Wenn Sie am Programm schreiben – wie kriegen Sie die besten Einfälle?

RUNGE: Ich mache viel Sport. Wenn ich an der frischen Luft bin – irgendwann habe ich Ideen im Kopf. Das kann auch in der Mittagspause sein, wenn man mal abschalte von der Arbeit. Deshalb habe ich immer mein Handy mit Aufzeichnungsfunktion dabei.

Wo Sie gerade von Ihrer Arbeit reden - können Ihre Kollegen Sie noch ernst nehmen?

RUNGE: Ich glaube schon. Auch, weil ich sehr darauf bedacht bin, das, was ich mache, zu trennen. Schnaps ist Schnaps, Bier ist Bier.
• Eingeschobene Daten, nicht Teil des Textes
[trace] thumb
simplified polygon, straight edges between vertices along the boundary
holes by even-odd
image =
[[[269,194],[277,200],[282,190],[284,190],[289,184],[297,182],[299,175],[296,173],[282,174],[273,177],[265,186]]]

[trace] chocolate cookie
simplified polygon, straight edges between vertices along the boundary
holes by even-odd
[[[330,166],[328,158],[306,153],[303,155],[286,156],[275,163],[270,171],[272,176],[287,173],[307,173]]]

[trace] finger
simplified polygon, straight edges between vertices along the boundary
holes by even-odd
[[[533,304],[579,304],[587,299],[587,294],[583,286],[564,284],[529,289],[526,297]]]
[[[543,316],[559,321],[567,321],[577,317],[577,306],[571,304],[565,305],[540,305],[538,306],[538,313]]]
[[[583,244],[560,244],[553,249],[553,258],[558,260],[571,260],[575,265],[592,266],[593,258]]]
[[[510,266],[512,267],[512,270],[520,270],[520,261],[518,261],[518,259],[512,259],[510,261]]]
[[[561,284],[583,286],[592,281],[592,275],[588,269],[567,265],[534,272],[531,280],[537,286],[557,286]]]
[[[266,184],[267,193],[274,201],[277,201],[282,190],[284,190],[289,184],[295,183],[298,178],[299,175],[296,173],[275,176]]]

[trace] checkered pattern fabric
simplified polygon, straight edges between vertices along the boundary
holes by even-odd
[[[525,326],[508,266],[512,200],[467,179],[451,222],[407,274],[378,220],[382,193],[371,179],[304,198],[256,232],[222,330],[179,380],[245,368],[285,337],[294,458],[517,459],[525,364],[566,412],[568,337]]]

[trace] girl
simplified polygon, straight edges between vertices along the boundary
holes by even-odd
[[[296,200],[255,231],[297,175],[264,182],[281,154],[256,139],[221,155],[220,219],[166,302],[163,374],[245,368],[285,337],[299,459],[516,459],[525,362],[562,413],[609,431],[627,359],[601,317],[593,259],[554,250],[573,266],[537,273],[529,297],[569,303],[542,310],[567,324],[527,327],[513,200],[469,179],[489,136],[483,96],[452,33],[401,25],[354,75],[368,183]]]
Was nicht heißt, dass die Kollegen nicht viel mit mir und auch über mich lachen.

Sie haben den Sprung bis in die Fernseh-Übertragungen geschafft – könnten Sie sich vorstellen, als Comedian im TV aufzutreten, ganz ohne Pappnas?

RUNGE: Nein. Ich bin Karnevalsjeck durch und durch, und ich brauche den Karneval. Meine Oma hat immer gesagt: „Schuster, bleib bei deinen Leisten.“ So wie es jetzt ist, ist es genau richtig. Ich brauche die kölsche Mentalität bei der Sache.